# Goggles w/ Built in Camera



## arsenic0 (Nov 11, 2008)

Kinda cool, and not too expensive. Although the video quality is far from stellar its not bad considering...

Liquid Image outs Summit Series Snow Camera goggles ahead of CES -- Engadget


----------



## Milo303 (Apr 6, 2009)

That's pretty dam cool. I would settle with a so so video if the goggles themselves were good..


----------



## tomtom88 (Nov 13, 2008)

That is wicked cool, I'm totally blown away by that price.


----------



## neversummerFTW (Jan 10, 2010)

That's dope! They're really cheap too!
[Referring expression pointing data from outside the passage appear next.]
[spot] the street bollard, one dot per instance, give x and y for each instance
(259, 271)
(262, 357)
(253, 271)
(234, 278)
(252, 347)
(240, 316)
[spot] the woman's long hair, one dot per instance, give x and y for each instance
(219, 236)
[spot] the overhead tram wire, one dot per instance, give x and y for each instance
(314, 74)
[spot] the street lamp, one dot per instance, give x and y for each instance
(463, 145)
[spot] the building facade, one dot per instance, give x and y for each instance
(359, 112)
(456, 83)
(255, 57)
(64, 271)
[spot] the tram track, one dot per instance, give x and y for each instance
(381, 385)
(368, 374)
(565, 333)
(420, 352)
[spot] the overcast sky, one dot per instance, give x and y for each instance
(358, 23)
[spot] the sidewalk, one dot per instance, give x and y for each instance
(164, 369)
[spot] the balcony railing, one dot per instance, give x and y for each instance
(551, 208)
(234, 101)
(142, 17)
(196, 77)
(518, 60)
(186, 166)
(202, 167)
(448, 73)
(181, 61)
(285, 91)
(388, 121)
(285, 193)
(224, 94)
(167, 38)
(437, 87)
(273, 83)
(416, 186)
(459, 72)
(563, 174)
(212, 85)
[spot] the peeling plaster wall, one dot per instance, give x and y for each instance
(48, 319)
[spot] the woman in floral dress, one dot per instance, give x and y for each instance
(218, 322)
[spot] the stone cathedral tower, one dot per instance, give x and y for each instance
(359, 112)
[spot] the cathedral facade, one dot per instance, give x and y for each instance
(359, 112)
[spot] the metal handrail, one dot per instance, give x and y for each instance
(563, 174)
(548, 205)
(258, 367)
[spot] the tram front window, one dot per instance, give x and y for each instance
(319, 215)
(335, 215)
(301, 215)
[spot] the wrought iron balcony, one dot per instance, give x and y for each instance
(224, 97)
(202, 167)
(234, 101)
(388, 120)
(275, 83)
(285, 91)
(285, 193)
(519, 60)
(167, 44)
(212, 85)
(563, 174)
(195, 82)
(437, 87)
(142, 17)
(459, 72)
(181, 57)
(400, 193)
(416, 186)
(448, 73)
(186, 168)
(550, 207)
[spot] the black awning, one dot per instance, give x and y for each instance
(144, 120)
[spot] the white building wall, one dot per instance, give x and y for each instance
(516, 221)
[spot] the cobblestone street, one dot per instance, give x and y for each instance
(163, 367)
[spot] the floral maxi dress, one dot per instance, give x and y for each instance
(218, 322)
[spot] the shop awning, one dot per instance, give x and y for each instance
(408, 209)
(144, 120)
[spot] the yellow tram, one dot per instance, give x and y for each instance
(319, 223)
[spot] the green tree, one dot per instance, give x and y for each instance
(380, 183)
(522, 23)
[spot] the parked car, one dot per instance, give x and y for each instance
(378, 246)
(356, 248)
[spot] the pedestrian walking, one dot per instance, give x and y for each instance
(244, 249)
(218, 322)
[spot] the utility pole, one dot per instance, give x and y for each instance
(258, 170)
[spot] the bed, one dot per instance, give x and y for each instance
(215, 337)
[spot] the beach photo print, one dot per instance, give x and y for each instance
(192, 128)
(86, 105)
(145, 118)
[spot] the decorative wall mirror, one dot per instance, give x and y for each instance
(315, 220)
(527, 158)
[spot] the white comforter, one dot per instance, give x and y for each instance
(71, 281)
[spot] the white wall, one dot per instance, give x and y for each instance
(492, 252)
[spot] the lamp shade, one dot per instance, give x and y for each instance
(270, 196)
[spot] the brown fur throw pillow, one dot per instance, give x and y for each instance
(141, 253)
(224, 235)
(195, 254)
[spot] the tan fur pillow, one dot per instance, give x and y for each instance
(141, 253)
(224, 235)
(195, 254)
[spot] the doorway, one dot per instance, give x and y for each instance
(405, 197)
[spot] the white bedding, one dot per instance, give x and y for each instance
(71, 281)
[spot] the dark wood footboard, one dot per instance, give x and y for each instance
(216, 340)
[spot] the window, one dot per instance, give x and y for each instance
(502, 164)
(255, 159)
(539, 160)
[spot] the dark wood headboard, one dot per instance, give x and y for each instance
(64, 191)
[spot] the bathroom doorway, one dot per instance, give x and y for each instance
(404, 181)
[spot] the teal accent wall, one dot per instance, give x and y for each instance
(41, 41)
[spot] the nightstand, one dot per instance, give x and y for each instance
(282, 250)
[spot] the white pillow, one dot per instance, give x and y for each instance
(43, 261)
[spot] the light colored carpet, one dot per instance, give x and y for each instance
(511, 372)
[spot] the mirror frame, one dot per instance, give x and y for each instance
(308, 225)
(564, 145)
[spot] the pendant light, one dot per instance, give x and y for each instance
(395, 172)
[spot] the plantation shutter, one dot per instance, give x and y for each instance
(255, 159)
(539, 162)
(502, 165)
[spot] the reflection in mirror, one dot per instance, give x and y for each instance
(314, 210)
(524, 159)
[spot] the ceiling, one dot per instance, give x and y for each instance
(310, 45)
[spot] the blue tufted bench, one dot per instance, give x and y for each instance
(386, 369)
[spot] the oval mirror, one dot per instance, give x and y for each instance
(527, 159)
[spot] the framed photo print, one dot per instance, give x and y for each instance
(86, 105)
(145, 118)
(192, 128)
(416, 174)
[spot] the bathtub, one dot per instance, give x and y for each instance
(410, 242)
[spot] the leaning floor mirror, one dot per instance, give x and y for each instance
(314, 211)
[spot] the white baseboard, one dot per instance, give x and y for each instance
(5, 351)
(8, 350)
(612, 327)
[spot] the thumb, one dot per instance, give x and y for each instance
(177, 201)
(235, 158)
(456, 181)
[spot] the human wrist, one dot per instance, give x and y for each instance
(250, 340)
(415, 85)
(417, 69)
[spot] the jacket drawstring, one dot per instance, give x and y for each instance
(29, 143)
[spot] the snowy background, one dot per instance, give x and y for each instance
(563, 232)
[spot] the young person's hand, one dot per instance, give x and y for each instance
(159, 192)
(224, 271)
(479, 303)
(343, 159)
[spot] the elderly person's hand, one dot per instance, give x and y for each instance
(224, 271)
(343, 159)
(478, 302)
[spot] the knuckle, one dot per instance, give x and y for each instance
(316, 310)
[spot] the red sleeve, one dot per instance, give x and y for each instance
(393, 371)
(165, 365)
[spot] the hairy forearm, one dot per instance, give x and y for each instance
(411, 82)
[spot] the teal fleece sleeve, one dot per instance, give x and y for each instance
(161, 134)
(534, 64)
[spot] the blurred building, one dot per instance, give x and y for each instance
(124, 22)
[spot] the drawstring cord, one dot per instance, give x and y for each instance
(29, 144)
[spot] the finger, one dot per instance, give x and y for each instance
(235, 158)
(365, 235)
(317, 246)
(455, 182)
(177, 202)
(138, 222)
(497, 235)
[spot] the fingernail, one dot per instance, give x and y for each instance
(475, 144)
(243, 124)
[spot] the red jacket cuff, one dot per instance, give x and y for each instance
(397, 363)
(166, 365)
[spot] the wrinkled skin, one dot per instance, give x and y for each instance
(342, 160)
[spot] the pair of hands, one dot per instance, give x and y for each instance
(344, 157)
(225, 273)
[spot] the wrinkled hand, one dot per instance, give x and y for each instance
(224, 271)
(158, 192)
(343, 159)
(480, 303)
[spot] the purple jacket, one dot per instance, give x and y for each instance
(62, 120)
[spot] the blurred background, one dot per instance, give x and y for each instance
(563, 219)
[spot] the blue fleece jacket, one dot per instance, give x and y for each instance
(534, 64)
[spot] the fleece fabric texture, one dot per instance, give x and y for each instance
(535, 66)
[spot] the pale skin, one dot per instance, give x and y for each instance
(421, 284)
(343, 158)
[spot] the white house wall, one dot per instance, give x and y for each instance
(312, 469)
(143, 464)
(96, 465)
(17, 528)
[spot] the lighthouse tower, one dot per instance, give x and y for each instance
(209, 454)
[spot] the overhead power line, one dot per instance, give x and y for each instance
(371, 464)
I might have to check those out xP


----------



## earl_je (Oct 20, 2009)

will definitely buy me one of these! so cool.. :thumbsup:


----------



## oliveryochest (Oct 22, 2009)

Yes, they are pretty cool, but with the technology out there today, they should of put in a better camera.


----------



## Tarzanman (Dec 20, 2008)

They are limited by what will fit on a pair of goggles without being so big and/or heavy that wiping out will break the camera or break your bank account to buy it.


----------



## Guest (Jan 14, 2010)

i can expect to see a lot of awesome videos on the internet made with these


----------



## snoeboarder (Sep 19, 2008)

goggles with microsd/sdhc ... so cool ... im thinking cops will someday have have clear goggles with all your info wirelessly to the lens from the car computer, and shit we might as well add that camera in so they got your eye movements on video all while its trying to decide if your high or not


----------



## baldylox (Dec 27, 2007)

FYI, I emailed the company and started a thread for a potential group buy on these. 

http://www.snowboardingforum.com/ou...-series-digital-camera-goggle.html#post236326


----------